The monkey flew awake, immediately launching itself against the side of the cage with a screeching howl, clawing and biting at James’s fingertips. James cried out in surprise, falling back against the side of the wagon into the pile of rags and sticks with a clatter. Only, the sticks weren’t sticks at all. They were bones, and the rags were the skins of wolves, their yellow-white skulls staring into James’s face with empty eye sockets. James screamed again, scrambling to the middle of the wagon floor, the screeching monkey on one side and the pile of bones and skins on the other.

A slow cackle, dry as sand, rattled from the front of the wagon. James sucked in a startled breath. The front of the wagon was darker than even where he sat, and he saw no shape or form in the shadows. “Who’s there?” James whimpered. “Show yourself!”

“I vas here the entire time, young sir,” said the dry, laughing voice. “’Twas not I who failed to show myself, but you who failed to see me.”

“I didn’t fail anything!” James pouted. “You were spying on me!”

“I vas vatching you, young sir,” the voice said again. “As I vas all night.”

James looked back down at his bandaged feet. “You did this?” he asked.

“I did.”

James peered into the darkness. He could now barely discern the outline of the figure hunkered in the corner. “I still can hardly see you.”

“So be it,” the voice said with a sigh, and the sound of a match striking against the wooden floor accompanied a bright orange flame, illuminating the face of an ancient crone. She looked as old as the mountains, her nose large and hooked like a sharp cliff, and her skin dark and craggy from a life lived in the open air. A few wild and brittle gray hairs poked out from beneath the edges of an old, faded red scarf tied about her head. The skin on her long fingers and frail arms clung directly to her old bones. She laughed in her gravelly voice again. “Have you never before seen an old voman, young sir?”

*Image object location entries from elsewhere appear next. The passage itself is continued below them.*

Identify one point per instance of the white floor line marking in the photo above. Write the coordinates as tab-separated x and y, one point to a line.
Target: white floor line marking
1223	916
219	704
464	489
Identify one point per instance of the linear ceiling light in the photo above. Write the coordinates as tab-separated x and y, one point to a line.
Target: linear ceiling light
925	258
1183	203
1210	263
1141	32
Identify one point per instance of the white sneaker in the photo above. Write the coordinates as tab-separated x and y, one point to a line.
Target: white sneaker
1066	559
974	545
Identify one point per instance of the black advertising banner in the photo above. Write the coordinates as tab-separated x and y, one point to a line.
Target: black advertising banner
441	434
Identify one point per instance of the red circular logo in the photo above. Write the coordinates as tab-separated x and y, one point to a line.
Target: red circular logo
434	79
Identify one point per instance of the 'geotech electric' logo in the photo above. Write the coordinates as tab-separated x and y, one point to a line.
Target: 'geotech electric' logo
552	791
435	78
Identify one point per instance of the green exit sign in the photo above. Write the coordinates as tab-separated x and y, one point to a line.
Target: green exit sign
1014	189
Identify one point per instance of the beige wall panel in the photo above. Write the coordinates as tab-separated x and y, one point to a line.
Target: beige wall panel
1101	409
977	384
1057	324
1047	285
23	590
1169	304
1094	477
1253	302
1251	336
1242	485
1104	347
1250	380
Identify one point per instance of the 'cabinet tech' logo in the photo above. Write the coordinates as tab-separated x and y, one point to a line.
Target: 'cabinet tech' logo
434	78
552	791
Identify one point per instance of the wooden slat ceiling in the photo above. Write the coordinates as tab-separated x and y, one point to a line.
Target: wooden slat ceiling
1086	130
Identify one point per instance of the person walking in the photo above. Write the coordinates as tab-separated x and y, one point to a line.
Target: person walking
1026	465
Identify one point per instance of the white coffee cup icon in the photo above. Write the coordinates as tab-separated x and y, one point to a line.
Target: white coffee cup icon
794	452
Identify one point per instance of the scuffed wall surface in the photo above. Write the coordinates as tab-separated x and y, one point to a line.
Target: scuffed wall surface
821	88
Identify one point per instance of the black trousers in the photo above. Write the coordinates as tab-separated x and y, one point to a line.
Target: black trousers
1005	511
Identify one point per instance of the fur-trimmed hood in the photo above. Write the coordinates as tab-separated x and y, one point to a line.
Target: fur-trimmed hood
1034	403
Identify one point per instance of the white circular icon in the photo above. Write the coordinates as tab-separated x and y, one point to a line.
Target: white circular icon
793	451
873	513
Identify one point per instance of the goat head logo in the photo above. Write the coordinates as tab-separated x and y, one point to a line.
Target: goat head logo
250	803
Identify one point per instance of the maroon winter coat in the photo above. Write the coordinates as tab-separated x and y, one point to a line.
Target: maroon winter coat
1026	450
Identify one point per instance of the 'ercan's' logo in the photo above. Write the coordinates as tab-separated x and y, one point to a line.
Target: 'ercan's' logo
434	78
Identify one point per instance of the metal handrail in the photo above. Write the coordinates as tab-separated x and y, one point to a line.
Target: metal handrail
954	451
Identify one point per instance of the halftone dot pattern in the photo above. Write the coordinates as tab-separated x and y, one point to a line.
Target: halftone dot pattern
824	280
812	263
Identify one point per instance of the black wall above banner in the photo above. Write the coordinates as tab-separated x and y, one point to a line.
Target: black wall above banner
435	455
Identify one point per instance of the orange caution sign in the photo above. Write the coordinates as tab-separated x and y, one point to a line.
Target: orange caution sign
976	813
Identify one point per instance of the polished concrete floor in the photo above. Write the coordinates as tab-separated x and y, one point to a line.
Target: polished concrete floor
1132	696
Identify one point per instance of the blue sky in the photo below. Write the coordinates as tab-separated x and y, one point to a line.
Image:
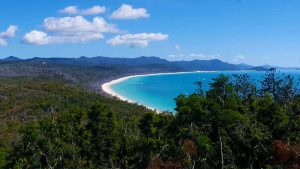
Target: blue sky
251	31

“Of course I have!” James said indignantly, trying to hide the shock on his face.

“How your feet feel?”

“They hurt!” James snapped. “How do you think they feel? Your friend last night, a right brute he was by the way, tromped me through the forest like a bloodhound with not one rest or stop. And that was after he dropped me from his wolf trap nearly twenty feet in the air right on my head! I’m lucky I didn’t break my neck!”

The old woman said nothing, only staring silently at James for a long moment. James sniffed. If she were expecting any thanks from him, she would find herself waiting for a long time. Saving his life was the least any self-respecting person could have done, and she had done a pitiful job on his feet, he thought unhappily.

“You dream last night?” the old woman said, changing the subject.

“No,” James lied. The old gypsy laughed.

“You are a liar, for I heard your dreams. You call for father. He gave to you a secret, yes? A secret in a box? You would know the secret, but the voman chased you avay before you learn, the voman, and the cold man vith the hair like a crow’s wings.”

“I…I said all that aloud?” James stared at the old crone with wide eyes, for that had truly been what he had seen in his dream.

“Not all…I heard your dreams. I heard them, and I saw them.” The woman smiled a crooked smile and pulled something from behind the folds of her wrinkled and tattered dress. She held the spherical glass on the tips of her claw-like fingers, glimmering in the candlelight, casting rainbow droplets on the canvas, on the floor, on James’s face, and in his eyes.